Congratulations to Wycliffe Mudopa for winning the FNB Art Prize for 2021, arguably the most prestigious prize on the continent.
Wycliffe is a 2018 graduate of the Africa First residency which he did jointly with 2 other formidable talents from the First Floor Gallery Harare stable - Helen Teede and Gresham Tapiwa Nyaude.
Wycliffe’s solo exhibition at the Johannesburg Art Gallery opens on October 31 with a suite of more than 15 monumental new canvases elevating and celebrating the drama and exaltation of the lives of Zimbabwe’s extraordinary, ordinary women.’
“I’m very honored to win the prize this year especially because I have exhibited in South Africa for a number of years now, this really solidifies my ties with the country and the many people who support my work here,” says Mundopa. “It’s also important to me to show in museums and galleries in Africa because most of our work is exhibited abroad. As an artist who’s living and working on the continent, I think it’s important to have such platforms,” he says.

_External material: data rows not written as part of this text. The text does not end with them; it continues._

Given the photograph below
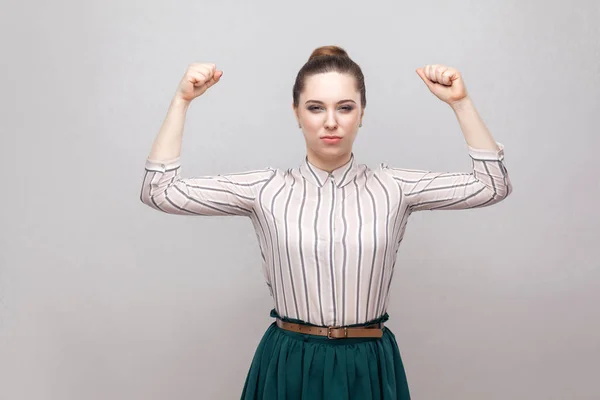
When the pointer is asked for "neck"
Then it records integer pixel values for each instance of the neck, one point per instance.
(329, 163)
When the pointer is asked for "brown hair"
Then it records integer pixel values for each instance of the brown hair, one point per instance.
(328, 59)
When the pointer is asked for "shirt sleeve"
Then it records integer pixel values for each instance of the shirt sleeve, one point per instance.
(164, 189)
(487, 184)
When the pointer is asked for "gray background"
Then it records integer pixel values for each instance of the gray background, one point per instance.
(102, 297)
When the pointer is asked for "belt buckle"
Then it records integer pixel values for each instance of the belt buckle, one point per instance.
(329, 328)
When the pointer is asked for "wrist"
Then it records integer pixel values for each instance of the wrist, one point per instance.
(180, 102)
(461, 104)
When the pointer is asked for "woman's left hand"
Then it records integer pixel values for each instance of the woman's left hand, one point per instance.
(444, 82)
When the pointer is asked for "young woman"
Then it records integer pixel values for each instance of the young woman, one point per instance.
(328, 229)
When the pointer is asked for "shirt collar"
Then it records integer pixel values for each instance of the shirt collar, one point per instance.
(341, 175)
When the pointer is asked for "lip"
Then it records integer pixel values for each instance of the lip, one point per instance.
(331, 139)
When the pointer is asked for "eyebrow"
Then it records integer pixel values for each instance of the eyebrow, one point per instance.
(339, 102)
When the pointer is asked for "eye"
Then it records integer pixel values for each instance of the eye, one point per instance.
(345, 108)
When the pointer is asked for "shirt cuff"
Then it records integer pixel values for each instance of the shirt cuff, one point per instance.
(163, 165)
(486, 154)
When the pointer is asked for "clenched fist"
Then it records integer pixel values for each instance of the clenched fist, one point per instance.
(446, 83)
(197, 79)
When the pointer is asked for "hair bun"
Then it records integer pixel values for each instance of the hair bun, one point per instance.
(328, 51)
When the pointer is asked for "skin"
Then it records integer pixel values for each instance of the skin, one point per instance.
(334, 117)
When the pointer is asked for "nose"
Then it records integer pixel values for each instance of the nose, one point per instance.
(330, 122)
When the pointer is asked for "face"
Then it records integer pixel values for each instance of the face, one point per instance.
(329, 106)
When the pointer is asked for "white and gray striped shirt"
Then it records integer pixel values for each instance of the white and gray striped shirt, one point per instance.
(328, 241)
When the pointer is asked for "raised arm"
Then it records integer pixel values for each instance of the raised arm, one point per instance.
(164, 188)
(487, 183)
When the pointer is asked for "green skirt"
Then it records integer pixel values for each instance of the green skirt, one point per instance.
(291, 365)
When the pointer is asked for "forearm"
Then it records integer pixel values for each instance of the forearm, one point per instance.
(167, 145)
(476, 133)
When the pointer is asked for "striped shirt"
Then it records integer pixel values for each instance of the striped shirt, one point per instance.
(328, 241)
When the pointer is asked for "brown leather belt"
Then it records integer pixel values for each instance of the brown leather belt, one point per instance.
(334, 332)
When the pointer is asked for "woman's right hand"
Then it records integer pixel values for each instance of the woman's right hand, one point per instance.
(197, 79)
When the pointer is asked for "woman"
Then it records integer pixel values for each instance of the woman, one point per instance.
(329, 229)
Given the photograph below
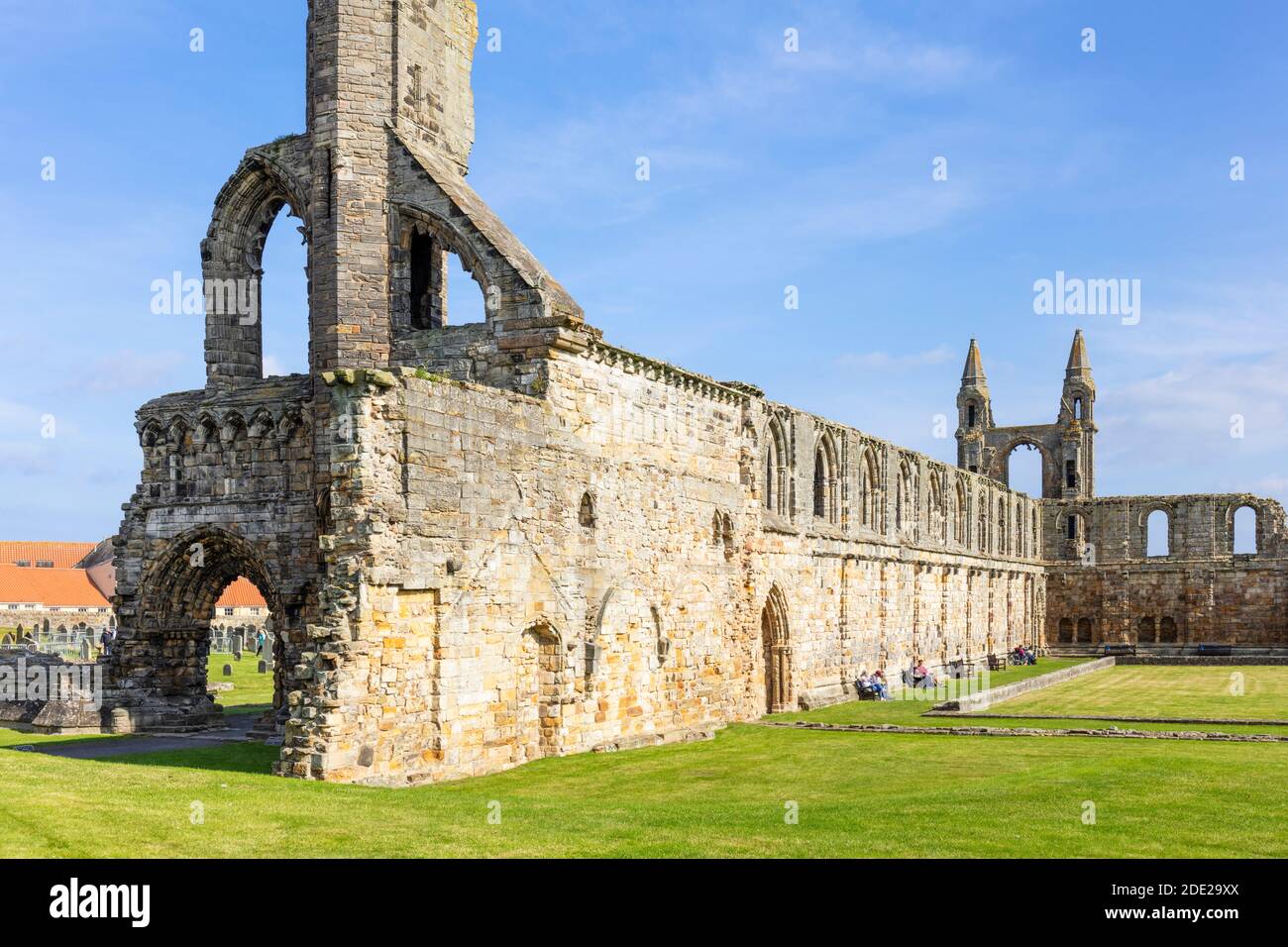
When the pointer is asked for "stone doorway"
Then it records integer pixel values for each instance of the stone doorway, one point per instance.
(778, 654)
(159, 663)
(537, 694)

Committed to bearing witness to the lives of the most vulnerable in his community, his works consistently speak to social and political upheavals of life in urban Zimbabwe. In this context, the lives of women in particular frame his practice and social commentary. “I paint women mainly, not in the literal sense, but as a metaphor reflecting what happens in my society,” he explains.

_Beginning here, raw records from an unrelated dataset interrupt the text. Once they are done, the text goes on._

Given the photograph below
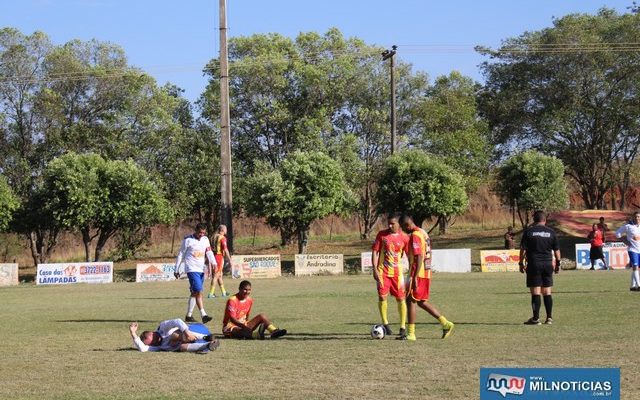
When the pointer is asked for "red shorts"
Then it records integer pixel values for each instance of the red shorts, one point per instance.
(421, 291)
(393, 284)
(219, 262)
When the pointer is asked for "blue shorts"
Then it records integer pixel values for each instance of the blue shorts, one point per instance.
(634, 259)
(195, 281)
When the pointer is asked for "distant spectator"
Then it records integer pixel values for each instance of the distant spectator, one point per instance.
(510, 239)
(596, 236)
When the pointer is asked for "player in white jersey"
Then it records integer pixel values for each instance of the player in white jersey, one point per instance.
(172, 335)
(631, 231)
(192, 252)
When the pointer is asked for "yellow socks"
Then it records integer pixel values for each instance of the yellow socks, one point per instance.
(382, 306)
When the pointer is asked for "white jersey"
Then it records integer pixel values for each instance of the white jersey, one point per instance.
(632, 232)
(192, 253)
(165, 329)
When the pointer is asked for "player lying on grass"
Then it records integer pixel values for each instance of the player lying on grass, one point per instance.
(236, 323)
(172, 335)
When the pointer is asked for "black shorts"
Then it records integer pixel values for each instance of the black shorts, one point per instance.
(595, 253)
(540, 275)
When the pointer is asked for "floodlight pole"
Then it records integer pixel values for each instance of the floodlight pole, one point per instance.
(389, 55)
(226, 212)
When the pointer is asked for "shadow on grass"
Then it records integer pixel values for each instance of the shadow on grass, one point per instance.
(104, 320)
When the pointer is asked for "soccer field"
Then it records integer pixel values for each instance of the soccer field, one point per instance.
(72, 342)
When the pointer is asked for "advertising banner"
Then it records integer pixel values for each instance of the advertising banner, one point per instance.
(365, 263)
(263, 266)
(615, 253)
(549, 383)
(499, 260)
(154, 272)
(313, 264)
(63, 274)
(8, 274)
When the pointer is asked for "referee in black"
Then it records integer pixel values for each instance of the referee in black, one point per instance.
(538, 244)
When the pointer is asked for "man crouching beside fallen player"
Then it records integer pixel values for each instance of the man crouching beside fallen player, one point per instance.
(172, 335)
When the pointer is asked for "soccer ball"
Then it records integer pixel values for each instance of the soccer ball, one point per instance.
(377, 332)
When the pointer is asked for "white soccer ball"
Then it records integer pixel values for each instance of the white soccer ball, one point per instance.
(377, 332)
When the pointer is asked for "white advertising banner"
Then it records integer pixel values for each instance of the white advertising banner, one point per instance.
(365, 263)
(154, 272)
(615, 253)
(8, 274)
(262, 266)
(314, 264)
(63, 274)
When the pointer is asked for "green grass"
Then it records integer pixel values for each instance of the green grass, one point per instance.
(72, 342)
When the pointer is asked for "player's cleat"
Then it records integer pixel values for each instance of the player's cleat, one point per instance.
(447, 329)
(214, 344)
(278, 333)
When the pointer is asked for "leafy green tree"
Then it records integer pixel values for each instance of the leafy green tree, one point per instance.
(531, 180)
(421, 185)
(8, 204)
(307, 186)
(570, 90)
(450, 128)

Mundopa’s imagery is audacious and unapologetic, bridging vernacular visual metaphor or Harare street slang with classical genre painting compositions of Dutch masters and post-impressionistic verve in line and color. “Wycliffe Mundopa is a vivacious, upbeat, whacky colorist. His vision of Africa is life-affirming. This is evident in his convivial pleasure-loving vision, which twists provocatively into the macabre,” says FNB Art Prize judge Ashraf Jamal who is a research associate in the Art and Design Research Centre at the University of Johannesburg.”